I like it! I have got to do the tranny too. The HTS valvebody really firmed up the shifts but I need the TC too. Twins would be SWEET but I have only been in business for myself a year and a half and am still trying to build the business. 

Your truck looks really clean! Good thing you got the dually to tow that huge trailer! HHAHAHAAA just kidding you.

By the way on the bottom left corner of the Attitude, does that say fuel pressure 1???????????? Normal?


----------



## RamPainting LLC (Nov 9, 2008)

JDiepstra;652160 said:


> I like it! I have got to do the tranny too. The HTS valvebody really firmed up the shifts but I need the TC too. Twins would be SWEET but I have only been in business for myself a year and a half and am still trying to build the business.
> 
> Your truck looks really clean! Good thing you got the dually to tow that huge trailer! HHAHAHAAA just kidding you.
> 
> By the way on the bottom left corner of the Attitude, does that say fuel pressure 1???????????? Normal?
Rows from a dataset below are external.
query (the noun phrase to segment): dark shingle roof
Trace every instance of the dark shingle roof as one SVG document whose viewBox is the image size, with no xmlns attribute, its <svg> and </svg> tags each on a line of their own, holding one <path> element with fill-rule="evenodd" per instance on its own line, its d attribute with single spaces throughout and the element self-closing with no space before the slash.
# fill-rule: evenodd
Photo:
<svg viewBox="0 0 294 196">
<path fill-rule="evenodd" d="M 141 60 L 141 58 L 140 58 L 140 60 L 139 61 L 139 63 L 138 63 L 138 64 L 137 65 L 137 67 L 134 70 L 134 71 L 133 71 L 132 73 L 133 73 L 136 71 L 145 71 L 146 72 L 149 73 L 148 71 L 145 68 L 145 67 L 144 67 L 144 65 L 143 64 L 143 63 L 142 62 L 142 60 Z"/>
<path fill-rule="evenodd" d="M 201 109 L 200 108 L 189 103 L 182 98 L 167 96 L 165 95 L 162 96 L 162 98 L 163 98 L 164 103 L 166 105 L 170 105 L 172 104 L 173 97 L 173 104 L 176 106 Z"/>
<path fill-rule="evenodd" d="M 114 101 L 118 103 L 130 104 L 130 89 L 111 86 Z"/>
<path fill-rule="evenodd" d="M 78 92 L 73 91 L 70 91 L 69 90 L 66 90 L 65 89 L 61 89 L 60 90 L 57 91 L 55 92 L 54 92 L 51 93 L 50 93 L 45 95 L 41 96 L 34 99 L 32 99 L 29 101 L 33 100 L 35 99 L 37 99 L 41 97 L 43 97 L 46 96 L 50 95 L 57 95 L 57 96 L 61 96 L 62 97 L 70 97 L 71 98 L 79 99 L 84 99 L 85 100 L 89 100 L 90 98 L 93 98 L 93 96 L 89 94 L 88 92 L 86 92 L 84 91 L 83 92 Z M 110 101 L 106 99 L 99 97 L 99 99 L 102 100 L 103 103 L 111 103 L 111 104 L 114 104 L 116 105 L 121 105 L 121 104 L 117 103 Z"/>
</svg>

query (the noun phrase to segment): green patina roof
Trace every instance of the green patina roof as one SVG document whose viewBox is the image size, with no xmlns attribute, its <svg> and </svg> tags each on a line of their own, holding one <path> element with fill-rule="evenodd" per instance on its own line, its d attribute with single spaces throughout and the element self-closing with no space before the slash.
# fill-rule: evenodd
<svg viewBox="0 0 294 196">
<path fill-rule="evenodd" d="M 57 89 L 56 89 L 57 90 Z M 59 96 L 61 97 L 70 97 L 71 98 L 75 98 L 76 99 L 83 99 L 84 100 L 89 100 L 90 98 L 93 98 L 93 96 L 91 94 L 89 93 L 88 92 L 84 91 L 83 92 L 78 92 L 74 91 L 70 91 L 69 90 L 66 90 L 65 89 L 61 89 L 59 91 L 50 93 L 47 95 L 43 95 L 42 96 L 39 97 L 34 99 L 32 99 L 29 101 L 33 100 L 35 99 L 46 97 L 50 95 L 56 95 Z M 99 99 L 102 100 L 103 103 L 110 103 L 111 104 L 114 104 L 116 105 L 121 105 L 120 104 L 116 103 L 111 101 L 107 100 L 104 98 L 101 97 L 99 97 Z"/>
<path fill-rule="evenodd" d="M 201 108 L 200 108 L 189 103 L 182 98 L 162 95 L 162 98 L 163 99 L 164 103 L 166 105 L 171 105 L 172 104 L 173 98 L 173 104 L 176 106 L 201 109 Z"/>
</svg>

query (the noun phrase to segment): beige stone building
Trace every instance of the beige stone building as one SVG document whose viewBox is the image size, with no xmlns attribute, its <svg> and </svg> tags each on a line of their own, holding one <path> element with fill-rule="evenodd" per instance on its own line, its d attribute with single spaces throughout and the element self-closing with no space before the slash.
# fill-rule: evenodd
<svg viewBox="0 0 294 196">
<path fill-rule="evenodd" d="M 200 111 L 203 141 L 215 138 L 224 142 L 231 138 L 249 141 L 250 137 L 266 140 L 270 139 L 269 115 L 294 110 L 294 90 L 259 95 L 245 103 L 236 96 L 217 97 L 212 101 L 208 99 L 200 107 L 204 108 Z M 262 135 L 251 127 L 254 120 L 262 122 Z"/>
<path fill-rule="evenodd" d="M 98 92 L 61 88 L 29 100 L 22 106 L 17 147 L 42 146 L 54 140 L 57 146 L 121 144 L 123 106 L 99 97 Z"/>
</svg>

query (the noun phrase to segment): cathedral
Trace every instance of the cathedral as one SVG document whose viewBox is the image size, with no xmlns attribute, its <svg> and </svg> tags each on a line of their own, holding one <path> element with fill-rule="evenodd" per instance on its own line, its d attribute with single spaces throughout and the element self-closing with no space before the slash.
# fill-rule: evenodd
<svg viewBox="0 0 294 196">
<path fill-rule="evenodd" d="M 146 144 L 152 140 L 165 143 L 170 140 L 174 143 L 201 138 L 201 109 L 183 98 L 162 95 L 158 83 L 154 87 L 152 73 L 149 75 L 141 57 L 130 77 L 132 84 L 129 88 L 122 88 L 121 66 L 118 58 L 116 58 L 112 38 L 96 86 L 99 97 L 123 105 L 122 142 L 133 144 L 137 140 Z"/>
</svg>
The truck was not running in the pics, lol. The Airdog 150 pushes about 18 psi at idle and 15-16 WOT on level 4-5 on the edge. My truck is pretty nice for it's age, it's also got 280,000 miles on it! I'd love a newer truck but this one is paid for 

I know the 4x8' trailer would come back to get me, LOL! I used to make fun of guy's hauling jet ski's to the lake with them. I had to pick up a rental billy goat that day, and did not want to go get the enclosed


----------



## JDiepstra (Sep 15, 2008)

RamPainting said:


> The truck was not running in the pics, lol. The Airdog 150 pushes about 18 psi at idle and 15-16 WOT on level 4-5 on the edge. My truck is pretty nice for it's age, it's also got 280,000 miles on it! I'd love a newer truck but this one is paid for
> 
> I know the 4x8' trailer would come back to get me, LOL! I used to make fun of guy's hauling jet ski's to the lake with them. I had to pick up a rental billy goat that day, and did not want to go get the enclosed


Man I would definately stick with the truck you have until it dies! I would love to be done paying for mine!


----------



## JDiepstra (Sep 15, 2008)

I plowed for about 4 hours this morning. The snow was heavy and wet, about 4 or 5 inches deep.

Highest I saw on the intake air temp was 118 degrees.

Trans temps up to about 205 or so. 

Engine never made it to 210. 

I fueled up first thing and reset the overhead. It is telling me I got 13.1 mpg's on my route from start to finish. This included three parking lots and 10 drives or so.

No, I do not think my overhead is accurate. I know, you were all thinking it so I thought I'd beat you to it! HAHAHA


----------



## Joe Snow (Oct 6, 2008)

My overhead reads fat anywhere from 4-6 mpg. Gotta hand calculate mileage.


----------



## sno commander (Oct 16, 2007)

do any of you guys see a difference in trans temps when your plowing in tow/haul? just wondering if the trans would run cooler that way. :waving:


----------



## JDiepstra (Sep 15, 2008)

I did plow in tow haul this last time and it is possible that I was a maybe a little cooler. Notice that I said possible and maybe. I will have plow a few more times to be sure.


----------